Interpretive Summary: Cyclones are the most commonly used air pollution abatement device for separating particulate matter from air streams in agricultural processes, such as cotton gins. Several mathematical models have been proposed to predict the performance of cyclones as cyclone diameter varies. Tests were run to evaluate the relationship between cyclone size and cyclone performance based on experimental data. Four cyclone sizes were used: 6, 12, 24, and 36 inch diameter. The particulate matter collection effectiveness of the cyclones decreased sharply as cyclone diameter increased. None of the mathematical models accurately matched cyclone performance. As sizes of cyclone used in industry varies, this work provides a better understanding of the relationship between cyclone size and performance. The results should greatly enhance research efforts on abatement strategies for air pollution from agricultural operations.

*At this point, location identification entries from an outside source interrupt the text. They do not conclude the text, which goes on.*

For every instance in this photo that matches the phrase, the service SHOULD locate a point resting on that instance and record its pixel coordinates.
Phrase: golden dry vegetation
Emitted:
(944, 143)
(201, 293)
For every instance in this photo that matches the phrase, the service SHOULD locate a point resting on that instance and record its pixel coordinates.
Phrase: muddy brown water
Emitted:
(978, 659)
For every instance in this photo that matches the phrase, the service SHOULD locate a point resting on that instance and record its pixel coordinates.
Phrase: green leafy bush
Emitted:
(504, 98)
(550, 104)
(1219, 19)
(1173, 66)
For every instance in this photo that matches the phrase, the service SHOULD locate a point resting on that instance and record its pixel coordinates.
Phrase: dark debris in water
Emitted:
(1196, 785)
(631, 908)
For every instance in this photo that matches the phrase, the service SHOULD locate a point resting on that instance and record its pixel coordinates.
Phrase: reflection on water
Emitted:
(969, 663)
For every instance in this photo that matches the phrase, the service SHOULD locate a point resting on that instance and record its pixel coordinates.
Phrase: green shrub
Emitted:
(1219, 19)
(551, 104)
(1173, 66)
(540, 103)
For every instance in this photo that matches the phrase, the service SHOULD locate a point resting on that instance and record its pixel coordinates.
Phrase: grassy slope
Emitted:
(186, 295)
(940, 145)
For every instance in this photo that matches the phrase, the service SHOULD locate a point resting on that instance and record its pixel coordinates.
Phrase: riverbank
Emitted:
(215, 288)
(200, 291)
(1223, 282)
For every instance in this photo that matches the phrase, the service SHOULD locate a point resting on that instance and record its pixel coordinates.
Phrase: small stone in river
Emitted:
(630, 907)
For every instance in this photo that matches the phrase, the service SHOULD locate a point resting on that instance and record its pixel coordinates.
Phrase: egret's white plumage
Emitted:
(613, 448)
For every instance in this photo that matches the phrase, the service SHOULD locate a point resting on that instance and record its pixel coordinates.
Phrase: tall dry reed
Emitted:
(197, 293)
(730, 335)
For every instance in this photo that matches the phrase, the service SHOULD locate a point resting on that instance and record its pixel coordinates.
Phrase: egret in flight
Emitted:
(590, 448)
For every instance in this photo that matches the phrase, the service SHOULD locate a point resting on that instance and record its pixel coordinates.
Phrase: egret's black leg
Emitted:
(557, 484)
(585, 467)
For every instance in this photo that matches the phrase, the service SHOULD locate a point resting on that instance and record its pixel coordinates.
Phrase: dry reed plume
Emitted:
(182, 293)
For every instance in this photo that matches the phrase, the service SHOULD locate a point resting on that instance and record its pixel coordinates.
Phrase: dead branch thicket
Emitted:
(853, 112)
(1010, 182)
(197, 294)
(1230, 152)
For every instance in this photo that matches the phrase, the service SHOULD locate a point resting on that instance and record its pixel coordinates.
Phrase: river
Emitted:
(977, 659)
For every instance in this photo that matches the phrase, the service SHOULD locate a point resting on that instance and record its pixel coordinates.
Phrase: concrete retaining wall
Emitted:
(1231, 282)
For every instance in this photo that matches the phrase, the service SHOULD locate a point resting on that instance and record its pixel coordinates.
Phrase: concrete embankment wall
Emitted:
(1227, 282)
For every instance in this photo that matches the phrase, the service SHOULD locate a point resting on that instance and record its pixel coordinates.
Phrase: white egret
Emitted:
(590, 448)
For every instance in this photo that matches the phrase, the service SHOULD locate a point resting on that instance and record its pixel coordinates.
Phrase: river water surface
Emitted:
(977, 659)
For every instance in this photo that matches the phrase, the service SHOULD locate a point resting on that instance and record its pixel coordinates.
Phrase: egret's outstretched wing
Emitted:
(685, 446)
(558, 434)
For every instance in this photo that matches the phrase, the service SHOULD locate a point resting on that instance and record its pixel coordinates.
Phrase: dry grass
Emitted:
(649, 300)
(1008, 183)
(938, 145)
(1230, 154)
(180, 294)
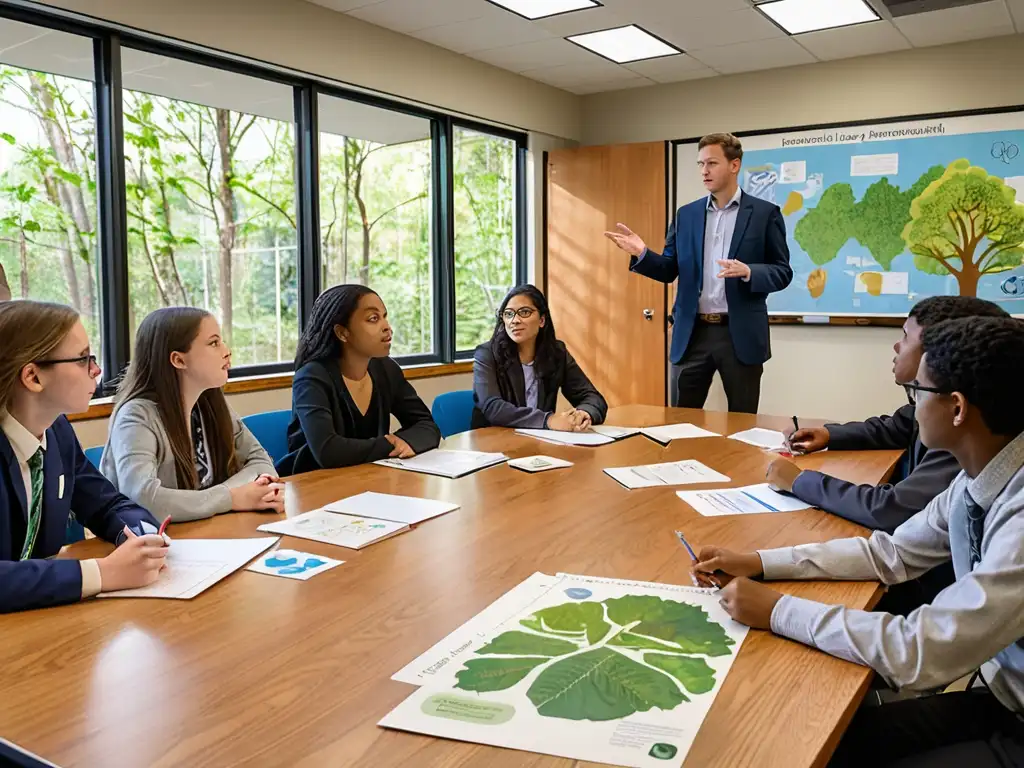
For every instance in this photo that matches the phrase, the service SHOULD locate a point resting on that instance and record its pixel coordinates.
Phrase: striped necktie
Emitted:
(35, 503)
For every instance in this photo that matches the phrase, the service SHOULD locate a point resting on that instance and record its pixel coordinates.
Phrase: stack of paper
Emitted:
(769, 439)
(566, 438)
(331, 527)
(444, 463)
(745, 501)
(407, 509)
(196, 564)
(670, 432)
(687, 472)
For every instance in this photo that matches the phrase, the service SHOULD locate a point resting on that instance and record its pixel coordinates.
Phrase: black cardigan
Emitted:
(324, 413)
(500, 395)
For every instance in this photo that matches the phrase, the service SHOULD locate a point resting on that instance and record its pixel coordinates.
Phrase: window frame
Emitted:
(112, 231)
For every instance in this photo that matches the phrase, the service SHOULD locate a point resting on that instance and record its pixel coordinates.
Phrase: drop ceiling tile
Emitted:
(669, 69)
(762, 54)
(859, 40)
(492, 31)
(344, 5)
(617, 85)
(410, 15)
(1017, 11)
(954, 25)
(542, 53)
(713, 32)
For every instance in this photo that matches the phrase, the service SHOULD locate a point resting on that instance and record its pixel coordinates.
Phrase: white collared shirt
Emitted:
(720, 223)
(25, 445)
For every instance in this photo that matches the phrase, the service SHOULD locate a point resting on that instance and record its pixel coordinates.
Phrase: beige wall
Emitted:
(968, 76)
(93, 432)
(312, 39)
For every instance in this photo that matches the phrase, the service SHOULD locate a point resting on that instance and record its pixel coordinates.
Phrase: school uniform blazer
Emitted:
(138, 460)
(927, 473)
(322, 433)
(86, 494)
(500, 395)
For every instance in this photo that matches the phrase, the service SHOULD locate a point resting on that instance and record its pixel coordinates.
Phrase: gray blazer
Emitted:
(138, 461)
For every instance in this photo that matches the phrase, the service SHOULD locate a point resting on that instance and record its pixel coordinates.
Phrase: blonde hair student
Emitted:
(47, 370)
(174, 444)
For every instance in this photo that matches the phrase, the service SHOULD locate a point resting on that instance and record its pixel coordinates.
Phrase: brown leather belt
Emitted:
(715, 318)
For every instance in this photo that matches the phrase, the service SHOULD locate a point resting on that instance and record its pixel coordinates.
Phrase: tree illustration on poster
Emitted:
(957, 220)
(603, 660)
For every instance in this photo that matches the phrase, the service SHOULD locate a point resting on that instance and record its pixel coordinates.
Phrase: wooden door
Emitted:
(613, 322)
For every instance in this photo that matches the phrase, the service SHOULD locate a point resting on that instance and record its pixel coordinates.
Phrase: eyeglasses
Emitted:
(89, 359)
(523, 311)
(913, 387)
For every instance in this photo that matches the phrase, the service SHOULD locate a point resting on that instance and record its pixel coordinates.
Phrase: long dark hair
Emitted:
(333, 307)
(151, 376)
(506, 351)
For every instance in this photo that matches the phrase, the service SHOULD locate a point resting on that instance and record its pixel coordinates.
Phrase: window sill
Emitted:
(102, 407)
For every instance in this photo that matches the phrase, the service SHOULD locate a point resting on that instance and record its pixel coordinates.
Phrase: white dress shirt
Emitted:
(720, 223)
(25, 445)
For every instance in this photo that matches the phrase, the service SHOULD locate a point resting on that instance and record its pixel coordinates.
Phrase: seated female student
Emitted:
(517, 374)
(346, 389)
(174, 444)
(46, 371)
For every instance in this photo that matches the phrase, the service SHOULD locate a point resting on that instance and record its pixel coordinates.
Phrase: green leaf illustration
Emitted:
(524, 644)
(685, 625)
(570, 617)
(601, 684)
(694, 674)
(484, 675)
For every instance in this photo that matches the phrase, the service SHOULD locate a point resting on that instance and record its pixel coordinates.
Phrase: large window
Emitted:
(210, 194)
(137, 174)
(376, 212)
(484, 230)
(47, 169)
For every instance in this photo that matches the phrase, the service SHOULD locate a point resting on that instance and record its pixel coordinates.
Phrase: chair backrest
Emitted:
(453, 412)
(271, 431)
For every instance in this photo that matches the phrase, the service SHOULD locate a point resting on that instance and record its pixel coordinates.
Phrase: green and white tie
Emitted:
(35, 503)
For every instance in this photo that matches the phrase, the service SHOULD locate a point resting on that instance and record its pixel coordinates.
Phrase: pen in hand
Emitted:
(693, 557)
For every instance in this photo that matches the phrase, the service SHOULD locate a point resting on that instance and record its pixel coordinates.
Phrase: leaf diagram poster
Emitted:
(594, 669)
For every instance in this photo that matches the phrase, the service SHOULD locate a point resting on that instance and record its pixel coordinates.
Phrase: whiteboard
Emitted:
(860, 204)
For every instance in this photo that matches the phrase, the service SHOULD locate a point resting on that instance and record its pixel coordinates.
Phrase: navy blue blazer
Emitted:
(758, 241)
(39, 583)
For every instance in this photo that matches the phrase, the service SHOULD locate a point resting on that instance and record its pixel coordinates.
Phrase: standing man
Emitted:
(728, 251)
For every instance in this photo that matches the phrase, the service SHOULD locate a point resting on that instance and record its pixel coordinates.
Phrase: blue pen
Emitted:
(709, 577)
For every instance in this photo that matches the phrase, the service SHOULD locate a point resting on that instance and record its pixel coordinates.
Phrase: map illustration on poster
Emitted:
(881, 216)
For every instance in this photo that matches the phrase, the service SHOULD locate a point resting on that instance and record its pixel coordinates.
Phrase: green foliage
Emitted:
(966, 222)
(596, 660)
(828, 225)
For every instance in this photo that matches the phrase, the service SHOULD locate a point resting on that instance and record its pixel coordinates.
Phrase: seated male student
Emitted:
(968, 392)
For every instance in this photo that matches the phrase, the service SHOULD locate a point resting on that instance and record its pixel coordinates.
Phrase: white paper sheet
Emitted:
(446, 651)
(567, 438)
(669, 432)
(686, 472)
(593, 669)
(539, 463)
(769, 439)
(407, 509)
(451, 464)
(289, 563)
(332, 527)
(196, 564)
(750, 500)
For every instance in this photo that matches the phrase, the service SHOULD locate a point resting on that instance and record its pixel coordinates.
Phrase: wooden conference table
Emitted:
(260, 671)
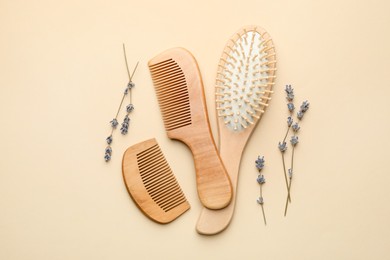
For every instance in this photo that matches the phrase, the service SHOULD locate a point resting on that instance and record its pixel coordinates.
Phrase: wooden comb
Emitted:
(151, 183)
(180, 94)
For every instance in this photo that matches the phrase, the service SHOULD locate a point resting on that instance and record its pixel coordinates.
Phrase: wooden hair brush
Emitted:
(180, 94)
(245, 76)
(151, 183)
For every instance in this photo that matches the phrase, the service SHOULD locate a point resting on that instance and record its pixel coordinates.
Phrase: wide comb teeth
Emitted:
(158, 179)
(151, 183)
(172, 94)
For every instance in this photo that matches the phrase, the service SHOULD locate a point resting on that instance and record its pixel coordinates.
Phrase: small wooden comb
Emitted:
(151, 183)
(180, 94)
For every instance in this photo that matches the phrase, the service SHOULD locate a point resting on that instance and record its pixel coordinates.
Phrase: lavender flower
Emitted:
(126, 119)
(260, 163)
(130, 85)
(129, 108)
(124, 128)
(295, 127)
(289, 121)
(114, 123)
(300, 115)
(290, 92)
(290, 107)
(260, 179)
(290, 173)
(109, 139)
(282, 146)
(108, 150)
(294, 140)
(305, 106)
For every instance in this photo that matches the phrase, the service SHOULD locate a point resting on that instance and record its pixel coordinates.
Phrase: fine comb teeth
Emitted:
(171, 89)
(180, 94)
(151, 183)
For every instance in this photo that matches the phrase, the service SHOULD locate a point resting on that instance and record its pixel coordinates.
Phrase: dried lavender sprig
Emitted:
(114, 122)
(294, 141)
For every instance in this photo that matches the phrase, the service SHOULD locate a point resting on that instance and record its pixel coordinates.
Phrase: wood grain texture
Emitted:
(151, 183)
(232, 139)
(180, 94)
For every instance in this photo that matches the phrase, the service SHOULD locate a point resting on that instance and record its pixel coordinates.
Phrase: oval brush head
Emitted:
(245, 76)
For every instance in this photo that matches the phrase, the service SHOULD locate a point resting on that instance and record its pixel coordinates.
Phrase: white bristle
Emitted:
(245, 78)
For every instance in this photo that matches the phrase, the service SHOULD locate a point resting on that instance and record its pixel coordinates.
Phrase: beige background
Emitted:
(62, 75)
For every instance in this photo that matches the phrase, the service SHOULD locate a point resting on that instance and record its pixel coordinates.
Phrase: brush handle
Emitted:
(213, 184)
(212, 222)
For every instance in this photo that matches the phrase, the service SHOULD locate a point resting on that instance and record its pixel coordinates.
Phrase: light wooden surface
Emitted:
(233, 142)
(182, 72)
(151, 183)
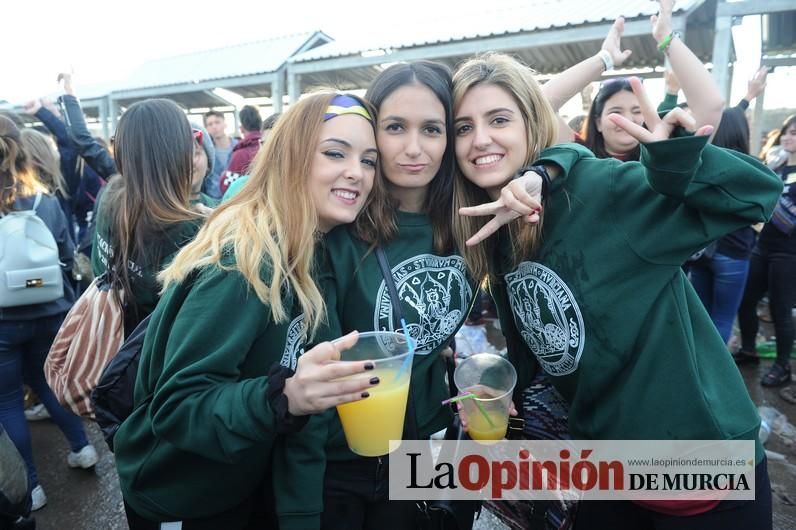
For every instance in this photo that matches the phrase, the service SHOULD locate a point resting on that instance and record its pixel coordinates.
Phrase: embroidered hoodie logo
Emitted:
(548, 317)
(294, 343)
(434, 294)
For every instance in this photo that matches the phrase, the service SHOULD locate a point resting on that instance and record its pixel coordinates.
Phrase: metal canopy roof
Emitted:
(779, 38)
(247, 69)
(548, 35)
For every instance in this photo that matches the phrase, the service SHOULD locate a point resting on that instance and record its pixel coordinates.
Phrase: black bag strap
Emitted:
(386, 272)
(410, 422)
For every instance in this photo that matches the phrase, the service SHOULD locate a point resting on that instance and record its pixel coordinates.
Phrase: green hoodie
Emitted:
(605, 306)
(436, 292)
(143, 270)
(201, 438)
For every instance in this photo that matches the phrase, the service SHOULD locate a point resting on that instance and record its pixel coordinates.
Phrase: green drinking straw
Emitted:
(470, 395)
(408, 361)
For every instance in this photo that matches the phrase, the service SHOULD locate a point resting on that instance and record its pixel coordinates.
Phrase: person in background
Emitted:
(236, 186)
(612, 320)
(616, 97)
(27, 332)
(773, 270)
(43, 158)
(719, 276)
(82, 182)
(223, 144)
(93, 152)
(576, 123)
(243, 153)
(268, 124)
(144, 214)
(202, 166)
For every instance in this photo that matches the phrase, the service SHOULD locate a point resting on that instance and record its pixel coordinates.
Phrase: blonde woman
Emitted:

Technical Abstract: Cyclones are the most commonly used air pollution abatement device for separating particulate matter (PM) from air streams in agricultural processes, such as cotton gins. Several mathematical models have been proposed to predict the performance of cyclones as cyclone diameter varies. The objective of this research was to determine the relationship between cyclone diameter and collection efficiency based on empirical data. Tests were performed comparing cyclone collection efficiency of 15.24-, 30.48-, 60.96-, and 91.44-cm (6-, 12-, 24-, and 36-in.) diameter cyclones with poly-disperse PM having an aerodynamic mass median diameter near 10 um. The PM chosen for this study has a much lower MMD than PM found in typical agricultural applications and was used to magnify any differences in cyclone collection efficiency due to differences in cyclone barrel diameter. The mass of PM collected by the cyclones and the mass of PM that penetrated the cyclones were used to determine the collection efficiency of each cyclone. The collection efficiency of cyclones decreased nonlinearly as cyclone diameter increased with statistically different collection efficiencies observed among the 30.48-, 60.96-, and 91.44-cm (12-, 24-, and 36-inch) diameter cyclones. None of the mathematical models analyzed in this paper accurately predicted cyclone performance.